GQG Partners Hit by Investor Outflows

Company News

by Finance News Network


GQG Partners experienced significant investor outflows at the end of last year, with investors withdrawing $US2.1 billion ($3.1 billion). This occurred as chief investment officer Rajiv Jain’s decision to avoid technology stocks continued to negatively impact the fund manager’s performance. Jain has been a vocal critic of the tech rally and the artificial intelligence boom, describing it as “Dotcom on Steroids”. GQG Partners is a global investment firm managing investments for institutions, advisors and individuals worldwide. The company seeks to provide long-term value through a combination of fundamental research and proprietary insights.
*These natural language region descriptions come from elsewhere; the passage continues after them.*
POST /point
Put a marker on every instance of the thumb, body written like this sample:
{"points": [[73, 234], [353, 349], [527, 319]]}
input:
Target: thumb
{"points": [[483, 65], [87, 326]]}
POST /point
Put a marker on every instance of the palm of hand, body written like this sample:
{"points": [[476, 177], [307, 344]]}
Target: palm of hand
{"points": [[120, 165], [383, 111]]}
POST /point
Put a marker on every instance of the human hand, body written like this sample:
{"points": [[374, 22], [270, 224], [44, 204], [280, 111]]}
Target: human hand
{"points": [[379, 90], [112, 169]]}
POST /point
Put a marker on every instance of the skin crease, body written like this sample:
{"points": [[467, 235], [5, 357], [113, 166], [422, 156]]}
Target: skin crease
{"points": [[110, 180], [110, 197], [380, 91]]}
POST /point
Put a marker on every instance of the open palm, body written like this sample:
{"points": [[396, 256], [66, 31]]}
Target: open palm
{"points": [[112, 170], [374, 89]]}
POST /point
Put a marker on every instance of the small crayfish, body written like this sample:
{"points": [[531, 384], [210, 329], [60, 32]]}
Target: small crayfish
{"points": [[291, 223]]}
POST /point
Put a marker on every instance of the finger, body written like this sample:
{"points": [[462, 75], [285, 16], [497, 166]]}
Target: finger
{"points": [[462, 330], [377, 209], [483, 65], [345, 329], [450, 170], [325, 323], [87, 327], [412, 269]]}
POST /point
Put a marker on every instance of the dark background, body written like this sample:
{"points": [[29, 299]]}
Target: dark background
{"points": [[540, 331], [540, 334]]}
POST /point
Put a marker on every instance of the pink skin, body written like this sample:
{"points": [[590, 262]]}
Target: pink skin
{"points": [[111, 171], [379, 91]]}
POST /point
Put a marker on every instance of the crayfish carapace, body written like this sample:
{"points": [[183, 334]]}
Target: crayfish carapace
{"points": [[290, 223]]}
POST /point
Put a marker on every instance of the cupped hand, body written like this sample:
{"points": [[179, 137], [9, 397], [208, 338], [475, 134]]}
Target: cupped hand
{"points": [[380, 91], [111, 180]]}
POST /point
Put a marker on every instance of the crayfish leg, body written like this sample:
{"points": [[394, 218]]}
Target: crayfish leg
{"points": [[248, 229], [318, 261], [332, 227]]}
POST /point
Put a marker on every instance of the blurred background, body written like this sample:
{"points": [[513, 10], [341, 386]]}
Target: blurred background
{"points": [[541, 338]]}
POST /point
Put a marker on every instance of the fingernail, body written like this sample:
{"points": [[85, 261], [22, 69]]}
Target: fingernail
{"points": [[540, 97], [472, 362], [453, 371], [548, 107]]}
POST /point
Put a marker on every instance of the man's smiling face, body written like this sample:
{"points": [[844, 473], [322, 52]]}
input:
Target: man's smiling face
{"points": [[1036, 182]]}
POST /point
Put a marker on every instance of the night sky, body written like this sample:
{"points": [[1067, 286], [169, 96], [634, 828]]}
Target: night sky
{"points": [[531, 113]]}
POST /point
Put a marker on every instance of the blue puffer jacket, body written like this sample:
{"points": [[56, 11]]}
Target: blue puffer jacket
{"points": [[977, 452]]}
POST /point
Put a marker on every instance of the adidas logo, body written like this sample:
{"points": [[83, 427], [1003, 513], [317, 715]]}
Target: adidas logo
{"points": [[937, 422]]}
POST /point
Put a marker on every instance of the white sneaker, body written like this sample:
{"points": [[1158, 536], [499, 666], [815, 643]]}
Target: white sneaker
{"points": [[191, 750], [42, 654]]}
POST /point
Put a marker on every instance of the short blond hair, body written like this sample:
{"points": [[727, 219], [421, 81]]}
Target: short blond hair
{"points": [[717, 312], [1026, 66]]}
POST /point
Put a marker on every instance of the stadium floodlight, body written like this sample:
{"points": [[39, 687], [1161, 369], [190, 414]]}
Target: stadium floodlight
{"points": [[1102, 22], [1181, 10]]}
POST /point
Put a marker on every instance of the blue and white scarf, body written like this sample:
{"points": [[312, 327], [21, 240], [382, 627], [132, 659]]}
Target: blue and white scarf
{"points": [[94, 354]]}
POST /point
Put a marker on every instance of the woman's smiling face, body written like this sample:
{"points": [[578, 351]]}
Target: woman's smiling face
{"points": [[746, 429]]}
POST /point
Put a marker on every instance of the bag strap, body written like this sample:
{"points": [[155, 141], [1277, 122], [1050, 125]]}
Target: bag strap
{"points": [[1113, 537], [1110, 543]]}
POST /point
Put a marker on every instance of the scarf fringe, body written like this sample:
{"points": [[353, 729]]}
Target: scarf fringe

The shift away from big tech stocks and Chinese equities resulted in all four of GQG’s funds underperforming their benchmarks in 2025. This underperformance led to total outflows of $US3.9 billion from the Fort Lauderdale-based manager over the year. According to a statement released to the ASX, GQG maintained its defensive positioning to protect client assets from extended valuations and macroeconomic uncertainty.

The increased outflows caused GQG shares to fall 7 per cent to $1.67 on Tuesday, extending the stock’s decline over the past six months to more than 20 per cent. While GQG has not publicly released its December performance figures, its November results indicate the extent of the underperformance. The Global Equity Fund underperformed its benchmark by 23.6 per cent in the 12 months to November, and the Emerging Markets Fund trailed its benchmark by nearly 20 per cent.

Rajiv Jain addressed shareholders in August to explain the disappointing performance, stating that tech valuations were not justified by economic conditions. He also expressed doubts about the growth potential of companies like Amazon and Nvidia and questioned the return on investment from spending on AI technologies. GQG reported that funds under management fell to $US163.9 billion by the end of 2025, down from $US166.1 billion at the start of December. The firm began the year with $US153 billion in assets.